Distributed
graph
- anemoi.models.distributed.graph.shard_tensor(input_: Tensor, dim: int, shapes: tuple, mgroup: ProcessGroup, gather_in_backward: bool = True) Tensor
Shard tensor.
Keeps only part of the tensor that is relevant for the current rank.
- anemoi.models.distributed.graph.gather_tensor(input_: Tensor, dim: int, shapes: tuple, mgroup: ProcessGroup) Tensor
Gather tensor.
Gathers tensor shards from ranks.
- anemoi.models.distributed.graph.reduce_tensor(input_: Tensor, mgroup: ProcessGroup) Tensor
Reduce tensor.
Reduces tensor across ranks.
- Parameters:
input (Tensor) – Input
mgroup (ProcessGroup) – model communication group
- Returns:
Reduced tensor.
- Return type:
Tensor
- anemoi.models.distributed.graph.sync_tensor(input_: Tensor, dim: int, shapes: tuple, mgroup: ProcessGroup) Tensor
Sync tensor.
Perform a gather in the forward pass and an allreduce followed by a split in the backward pass.
khop_edges
- anemoi.models.distributed.khop_edges.get_k_hop_edges(nodes: Tensor, edge_attr: Tensor, edge_index: Tensor | SparseTensor, num_hops: int = 1) tuple[Tensor | SparseTensor, Tensor]
Return 1 hop subgraph.
- anemoi.models.distributed.khop_edges.sort_edges_1hop_sharding(num_nodes: int | tuple[int, int], edge_attr: Tensor, edge_index: Tensor | SparseTensor, mgroup: ProcessGroup | None = None) tuple[Tensor | SparseTensor, Tensor, list, list]
Rearanges edges into 1 hop neighbourhoods for sharding across GPUs.
- Parameters:
- Returns:
edges sorted according to k hop neigh., edge attributes of sorted edges, shapes of edge indices for partitioning between GPUs, shapes of edge attr for partitioning between GPUs
- Return type:
- anemoi.models.distributed.khop_edges.sort_edges_1hop_chunks(num_nodes: int | tuple[int, int], edge_attr: Tensor, edge_index: Tensor | SparseTensor, num_chunks: int) tuple[list[Tensor], list[Tensor | SparseTensor]]

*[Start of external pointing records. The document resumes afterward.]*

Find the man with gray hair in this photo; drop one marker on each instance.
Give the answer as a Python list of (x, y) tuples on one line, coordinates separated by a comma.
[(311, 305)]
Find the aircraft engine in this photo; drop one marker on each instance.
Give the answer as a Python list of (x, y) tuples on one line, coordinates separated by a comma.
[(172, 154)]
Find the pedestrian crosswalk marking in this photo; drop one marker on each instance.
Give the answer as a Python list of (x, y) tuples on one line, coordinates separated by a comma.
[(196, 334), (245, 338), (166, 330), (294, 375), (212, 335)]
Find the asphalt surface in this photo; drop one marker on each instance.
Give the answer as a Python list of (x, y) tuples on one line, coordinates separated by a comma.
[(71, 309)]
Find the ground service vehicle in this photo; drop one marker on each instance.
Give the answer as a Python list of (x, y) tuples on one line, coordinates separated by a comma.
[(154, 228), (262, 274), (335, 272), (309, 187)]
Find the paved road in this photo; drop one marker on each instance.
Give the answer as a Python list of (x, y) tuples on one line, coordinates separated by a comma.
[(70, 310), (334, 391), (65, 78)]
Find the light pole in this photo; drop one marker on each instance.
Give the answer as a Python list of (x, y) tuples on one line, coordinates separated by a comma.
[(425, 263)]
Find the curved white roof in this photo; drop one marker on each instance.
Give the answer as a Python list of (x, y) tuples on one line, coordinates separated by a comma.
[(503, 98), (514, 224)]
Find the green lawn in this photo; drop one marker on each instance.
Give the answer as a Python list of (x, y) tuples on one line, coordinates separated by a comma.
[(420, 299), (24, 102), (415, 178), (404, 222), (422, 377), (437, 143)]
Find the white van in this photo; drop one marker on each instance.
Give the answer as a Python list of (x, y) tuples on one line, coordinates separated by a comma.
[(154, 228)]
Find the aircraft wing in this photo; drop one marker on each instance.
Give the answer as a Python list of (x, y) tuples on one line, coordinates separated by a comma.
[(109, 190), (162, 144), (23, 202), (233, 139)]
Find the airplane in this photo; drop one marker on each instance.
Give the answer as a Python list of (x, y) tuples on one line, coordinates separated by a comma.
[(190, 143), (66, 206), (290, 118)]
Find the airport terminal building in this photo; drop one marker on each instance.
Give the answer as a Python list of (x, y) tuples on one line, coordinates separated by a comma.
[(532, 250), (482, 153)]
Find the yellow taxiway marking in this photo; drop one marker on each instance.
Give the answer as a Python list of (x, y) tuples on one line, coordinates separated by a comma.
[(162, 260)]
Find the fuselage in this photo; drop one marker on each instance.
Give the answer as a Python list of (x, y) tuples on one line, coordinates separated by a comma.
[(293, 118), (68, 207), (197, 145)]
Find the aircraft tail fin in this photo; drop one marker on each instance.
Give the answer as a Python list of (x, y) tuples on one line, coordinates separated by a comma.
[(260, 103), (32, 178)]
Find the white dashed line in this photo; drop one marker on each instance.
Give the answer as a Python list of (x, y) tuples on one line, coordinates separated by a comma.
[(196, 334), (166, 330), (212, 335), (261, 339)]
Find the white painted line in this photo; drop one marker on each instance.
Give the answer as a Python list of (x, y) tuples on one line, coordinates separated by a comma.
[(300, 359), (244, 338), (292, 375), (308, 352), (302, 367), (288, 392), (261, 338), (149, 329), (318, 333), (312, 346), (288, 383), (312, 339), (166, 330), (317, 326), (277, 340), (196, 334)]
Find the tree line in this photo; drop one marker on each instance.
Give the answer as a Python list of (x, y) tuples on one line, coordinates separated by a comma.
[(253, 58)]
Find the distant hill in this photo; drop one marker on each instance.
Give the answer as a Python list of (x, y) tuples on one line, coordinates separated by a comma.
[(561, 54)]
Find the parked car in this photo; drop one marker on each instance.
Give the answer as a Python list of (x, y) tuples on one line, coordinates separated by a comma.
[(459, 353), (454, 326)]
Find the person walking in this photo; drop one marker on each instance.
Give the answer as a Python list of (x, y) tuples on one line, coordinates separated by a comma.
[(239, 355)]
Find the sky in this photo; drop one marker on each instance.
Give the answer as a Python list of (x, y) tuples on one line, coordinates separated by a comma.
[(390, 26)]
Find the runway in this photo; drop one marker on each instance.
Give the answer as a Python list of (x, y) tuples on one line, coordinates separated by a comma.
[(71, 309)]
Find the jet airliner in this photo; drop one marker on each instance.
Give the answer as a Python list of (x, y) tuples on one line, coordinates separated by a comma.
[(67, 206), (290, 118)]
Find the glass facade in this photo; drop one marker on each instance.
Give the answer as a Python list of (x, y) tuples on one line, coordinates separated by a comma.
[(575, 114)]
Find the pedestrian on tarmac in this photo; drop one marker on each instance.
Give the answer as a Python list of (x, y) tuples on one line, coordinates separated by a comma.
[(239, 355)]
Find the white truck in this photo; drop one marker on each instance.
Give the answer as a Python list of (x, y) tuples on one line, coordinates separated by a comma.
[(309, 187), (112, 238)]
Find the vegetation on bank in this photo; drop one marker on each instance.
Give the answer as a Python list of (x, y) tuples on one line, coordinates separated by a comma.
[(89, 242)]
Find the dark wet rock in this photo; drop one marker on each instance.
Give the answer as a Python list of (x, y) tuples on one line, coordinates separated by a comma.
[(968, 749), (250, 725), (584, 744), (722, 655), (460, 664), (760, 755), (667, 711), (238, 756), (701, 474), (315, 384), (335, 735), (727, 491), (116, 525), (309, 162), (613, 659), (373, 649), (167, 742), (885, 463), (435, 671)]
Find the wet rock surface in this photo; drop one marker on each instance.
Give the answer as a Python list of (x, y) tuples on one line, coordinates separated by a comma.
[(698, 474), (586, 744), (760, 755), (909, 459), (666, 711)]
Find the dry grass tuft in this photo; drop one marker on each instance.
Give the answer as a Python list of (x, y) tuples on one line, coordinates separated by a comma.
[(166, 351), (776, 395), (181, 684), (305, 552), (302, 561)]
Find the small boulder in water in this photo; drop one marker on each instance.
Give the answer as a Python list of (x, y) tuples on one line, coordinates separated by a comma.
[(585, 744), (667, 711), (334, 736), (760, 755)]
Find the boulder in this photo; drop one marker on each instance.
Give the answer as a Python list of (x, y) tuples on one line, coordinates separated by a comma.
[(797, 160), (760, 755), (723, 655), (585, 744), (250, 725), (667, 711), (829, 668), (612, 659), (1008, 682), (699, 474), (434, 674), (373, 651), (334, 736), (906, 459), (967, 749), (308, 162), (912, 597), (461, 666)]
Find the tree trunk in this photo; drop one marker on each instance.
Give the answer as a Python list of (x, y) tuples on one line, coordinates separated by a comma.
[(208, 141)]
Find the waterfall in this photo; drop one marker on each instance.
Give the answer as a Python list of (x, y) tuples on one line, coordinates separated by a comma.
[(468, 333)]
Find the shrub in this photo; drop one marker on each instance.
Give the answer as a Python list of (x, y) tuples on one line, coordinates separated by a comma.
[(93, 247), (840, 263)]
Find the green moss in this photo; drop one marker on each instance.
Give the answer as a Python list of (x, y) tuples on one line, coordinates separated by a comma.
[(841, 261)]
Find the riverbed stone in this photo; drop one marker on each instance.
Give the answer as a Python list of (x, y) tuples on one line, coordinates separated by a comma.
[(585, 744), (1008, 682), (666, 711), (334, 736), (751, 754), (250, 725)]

Rearanges edges into 1 hop neighbourhood chunks.
- Parameters:
- Returns:
list of sorted edge attribute chunks, list of sorted edge_index chunks
- Return type:
shapes
transformer
- anemoi.models.distributed.transformer.shard_heads(input_: Tensor, shapes: list, mgroup: ProcessGroup) Tensor
Sync tensor.
Gathers e.g query, key or value tensor along sequence dimension via all to all communication and shards along head dimension for parallel self-attention computation. Expected format is (batch_size, … heads, sequence_length, channels)
- Parameters:
input (Tensor) – Input
shapes (list) – shapes of shards
mgroup (ProcessGroup) – model communication group
- Returns:
Sharded heads.
- Return type:
Tensor
- anemoi.models.distributed.transformer.shard_sequence(input_: Tensor, shapes: list, mgroup: ProcessGroup) Tensor
Sync tensor.
Gathers e.g query, key or value tensor along head dimension via all to all communication and shards along sequence dimension for parallel mlp and layernorm computation. Expected format is (batch_size, … heads, sequence_length, channels)
- Parameters:
input (Tensor) – Input
shapes (list) – shapes of shards
mgroup (ProcessGroup) – model communication group
- Returns:
Sharded sequence
- Return type:
Tensor
utils
- anemoi.models.distributed.utils.get_memory_format(tensor: Tensor)
Helper routine to get the memory format.